Hands and Feet

Mark Morris

Don’t look here for science, as it’s not what I do. (I’m a choregrapher.) However, I do have quite a long and deep familiarity with the human body, and I’ve grown particularly fond of the manual and pedal extremities. I can’t defend the natural selection of the number of phalanges, or solve the puzzle of handedness. Life-lines and fingernails are mysteries to me. I can’t explain the great toe or the thumb.

Not that long ago we preferred to walk on all fours. I believe that, on account of our awkward transition to bipedalism, the hands were freed to become amazing and the feet became barely adequate supports for a big, living system, gaining stability while forfeiting subtle articulation. From the very important trunk, all four of our limbs branch, narrow, and smallen. They get more specialized as they travel away from the torso: from big, strong, and blocky through a narrowing specificity to refined and accurate, achieving a range of pivot, swivel, and sensitivity; from one big bone, to two, to more, to many. Like a tree, like a river, like a family.

Tap your toes in time; crush a wineglass; kick down a door.

Read Braille with your fingers; knead the dough; punch through a wall.

Toes are adorable and helpful for balance, ankles are fragile and complicated, knees are hopeless, hips need to hold the whole package upright. These joints aren’t meant to last as long as we need them to. Replacements are available.

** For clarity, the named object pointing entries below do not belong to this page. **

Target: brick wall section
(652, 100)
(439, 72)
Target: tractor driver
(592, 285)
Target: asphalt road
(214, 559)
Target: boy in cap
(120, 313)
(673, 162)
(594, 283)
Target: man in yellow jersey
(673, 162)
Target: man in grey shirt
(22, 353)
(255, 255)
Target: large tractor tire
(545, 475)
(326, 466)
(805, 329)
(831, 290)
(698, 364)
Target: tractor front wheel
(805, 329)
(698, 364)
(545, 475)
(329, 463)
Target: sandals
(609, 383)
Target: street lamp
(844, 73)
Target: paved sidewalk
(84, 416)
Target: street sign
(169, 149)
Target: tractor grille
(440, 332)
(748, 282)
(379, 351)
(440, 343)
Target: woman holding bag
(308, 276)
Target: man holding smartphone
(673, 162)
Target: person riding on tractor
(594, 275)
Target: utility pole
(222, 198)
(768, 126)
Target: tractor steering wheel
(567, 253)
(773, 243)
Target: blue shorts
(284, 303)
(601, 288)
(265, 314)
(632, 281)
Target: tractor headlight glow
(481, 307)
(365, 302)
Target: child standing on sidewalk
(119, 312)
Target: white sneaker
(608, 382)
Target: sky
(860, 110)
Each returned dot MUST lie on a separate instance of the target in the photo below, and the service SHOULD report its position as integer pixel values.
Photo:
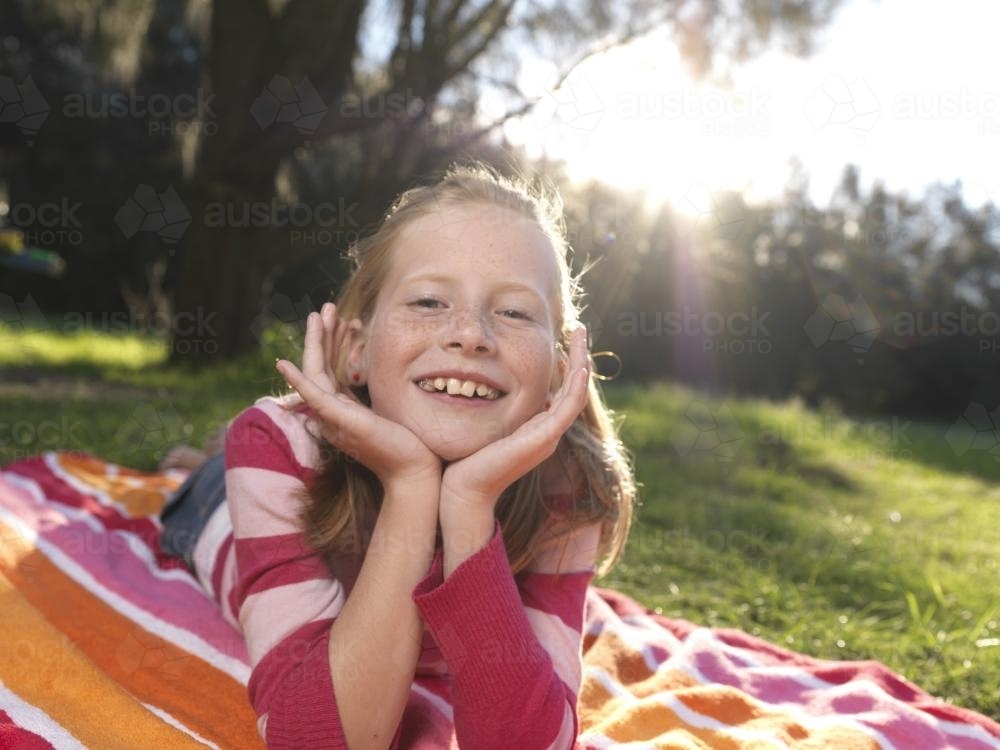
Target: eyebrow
(443, 278)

In dancing, a foot can be the serif at the end of the long reach of a leg to imply the grand arc of arabesque. The feet in tandem can produce uniquely ornate rhythms. They help get you from here to there, and fast. Feet never stop with the micro-adjustments of balancing a large animal. Beautiful or hideous, big or small, right and left: they work hard. They hurt sometimes.

Shoulders are sexy, versatile, and subtle; elbows are over-designed; wrists do too much work; fingers are miracuously versatile, talented, and elegant.

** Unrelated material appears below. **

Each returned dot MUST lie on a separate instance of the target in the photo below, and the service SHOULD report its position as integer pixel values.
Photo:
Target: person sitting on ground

Hands are nearly infinitely skilled. I think that only the face can approach the fine details of communication that the hands can effortlessly achieve. Cultural differences are nowhere as varied as in hand gesture. ”Come here” here can mean “Go away” there.

Hand shapes and signs are also universally symbolic, mimetic, abstract. Hands do the writing, signaling, drawing, cooking, greeting, comforting, punishing, sharing, counting, seducing, eating, making music, and dancing. In many of the most sophisticated traditional/classical forms of dance and theater, the hands are the most important element in the performance of emotion, continuity, and meaning. They are able to convey the differentiation between past, present, and future; the cardinal directions; fact, fiction, magic, gender, age; the mundane, the divine. Hands and arms are nearly perfectly symmetrical, and thereby impose the responsibility to complete the human circle (the literal meaning of “embrace”). We’ve got the whole world in our hands.

Mark Morris is a choreographer. He started the Mark Morris Dance Group forty years ago. Out Loud, written with Wesley Stace, is his memoir.